…la lumière nue, 31

©Nan Goldin

 

Ce sont les couleurs qui me nourrissent, ou leur absence. J’esquisse du bout du pied quelques ornements dans la boue du chemin, je m’enivre du vert des arbres, des reflets de l’écorce du bouleau, du rouge des baies. Le soleil me fait plisser les yeux, petites rides creusées au jour le jour. J’ai l’air d’un homme responsable, j’aime bien.

Je ne sais pas si je leur ressemble, dans les traits, les expressions, une démarche peut-être. Je n’en ai aucune idée puisque je ne sais plus à quoi ils ressemblent.

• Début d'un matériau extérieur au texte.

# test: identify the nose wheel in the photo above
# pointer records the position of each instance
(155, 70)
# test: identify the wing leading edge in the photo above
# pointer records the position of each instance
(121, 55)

La dernière fois que j’ai vu le visage de mon père, il était un peu boursouflé, ses deux cicatrices sur le front gras brillaient dans les rayons du soleil qui avaient envahis le bureau de l’éducateur. Je m’étais préparé  à l’affrontement et à  lui renvoyer les insultes qu’il ne manquerait pas de proférer. Ça n’a pas loupé. Je ne sais pas ce que je porte de mes parents. Une moue, un sourcil relevé. L’éclaboussure de la filiation, ramage et plumage, entaille et couperose. Une pose de la main m’oppose quelques fois un air de déjà-vu, chez ma mère surtout. Un rictus, une grimace qui se fige sans que je ne puisse la contrôler me saute à la gorge certaines fois. Tout ce qu’ils me lancent  à travers le temps (reniement et indélicatesse).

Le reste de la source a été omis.